Critics across the political spectrum will doubtless argue about the issues that the president didn't address. South Carolina  Gov. Nikki Haley's  response on behalf of the Republican Party voiced familiar criticisms of President Obama's approach to both national security and domestic concerns.  Haley is considered a rising  star in the Republican Party because of her handling of crises such as last year's massacre at Emmanuel AME Church in Charleston, South Carolina and the subsequent debate over the Confederate flag.

On the other side, the president's speech did little to assure critics on the left who worry about his administration's use of drones in international conflict, or his support for controversial figures such as embattled Chicago Mayor Rahm Emmanuel.

Still, the president's broader message was to counsel his successor and the American people to change the political culture, saying:

"[D]emocracy does require basic bonds of trust between its citizens. It doesn’t work if we think the people who disagree with us are all motivated by malice, or that our political opponents are unpatriotic. Democracy grinds to a halt without a willingness to compromise; or when even basic facts are contested, and we listen only to those who agree with us. Our public life withers when only the most extreme voices get attention. Most of all, democracy breaks down when the average person feels their voice doesn’t matter; that the system is rigged in favor of the rich or the powerful or some narrow interest."

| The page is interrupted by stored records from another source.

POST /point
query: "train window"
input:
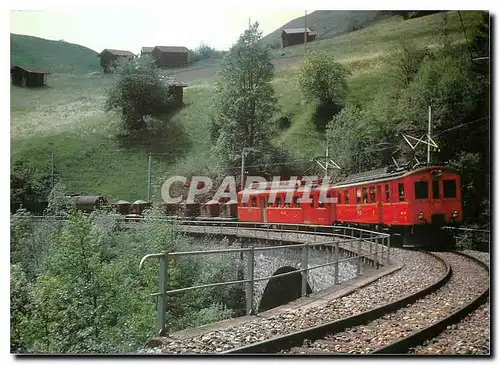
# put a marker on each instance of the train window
(401, 189)
(421, 189)
(449, 189)
(435, 189)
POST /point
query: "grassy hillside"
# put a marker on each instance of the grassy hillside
(68, 118)
(55, 56)
(328, 23)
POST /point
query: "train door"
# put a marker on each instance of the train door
(379, 203)
(436, 201)
(263, 205)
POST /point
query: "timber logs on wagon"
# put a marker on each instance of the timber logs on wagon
(139, 206)
(122, 207)
(210, 209)
(189, 210)
(88, 203)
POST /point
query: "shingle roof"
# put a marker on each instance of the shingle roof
(31, 70)
(172, 49)
(297, 30)
(117, 52)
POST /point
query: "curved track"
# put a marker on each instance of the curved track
(397, 326)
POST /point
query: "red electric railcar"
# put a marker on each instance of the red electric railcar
(414, 203)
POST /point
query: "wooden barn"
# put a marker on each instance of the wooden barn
(293, 36)
(176, 89)
(146, 50)
(170, 57)
(22, 76)
(109, 57)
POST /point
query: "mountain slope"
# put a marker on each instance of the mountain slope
(54, 56)
(328, 23)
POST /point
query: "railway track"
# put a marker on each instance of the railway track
(397, 326)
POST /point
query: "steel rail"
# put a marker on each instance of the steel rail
(418, 337)
(275, 345)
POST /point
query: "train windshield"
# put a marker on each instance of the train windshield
(421, 190)
(449, 188)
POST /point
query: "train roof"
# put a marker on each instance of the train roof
(385, 174)
(282, 189)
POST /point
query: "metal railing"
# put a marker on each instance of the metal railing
(363, 244)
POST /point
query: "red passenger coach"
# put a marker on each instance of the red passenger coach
(411, 203)
(262, 207)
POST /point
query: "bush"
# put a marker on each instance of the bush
(322, 79)
(284, 122)
(139, 91)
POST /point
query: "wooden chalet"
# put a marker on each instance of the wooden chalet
(22, 76)
(294, 36)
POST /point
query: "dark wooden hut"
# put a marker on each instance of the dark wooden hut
(109, 58)
(22, 76)
(170, 57)
(229, 209)
(146, 50)
(293, 36)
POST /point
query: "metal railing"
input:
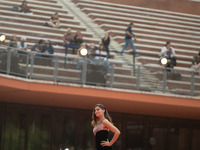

In 2008, Barack Obama's inspirational personal story and his argument that we are more alike than we are different led millions of Americans to repose hope in his ability to be a transformational president. At the time, I worried that much of that hope reflected his supporters' wishes more than either the new president's intentions, or political reality. Honestly, he got more of his agenda through than I expected - particularly, health care reform, the Iran deal, and the deal on climate change, and two Supreme court appointments.  What remains to be seen is whether the President's accomplishments and arguments can engender enough good will from voters that they will send a message to candidates for office in 2016 that they want to see his successor continue in the same direction.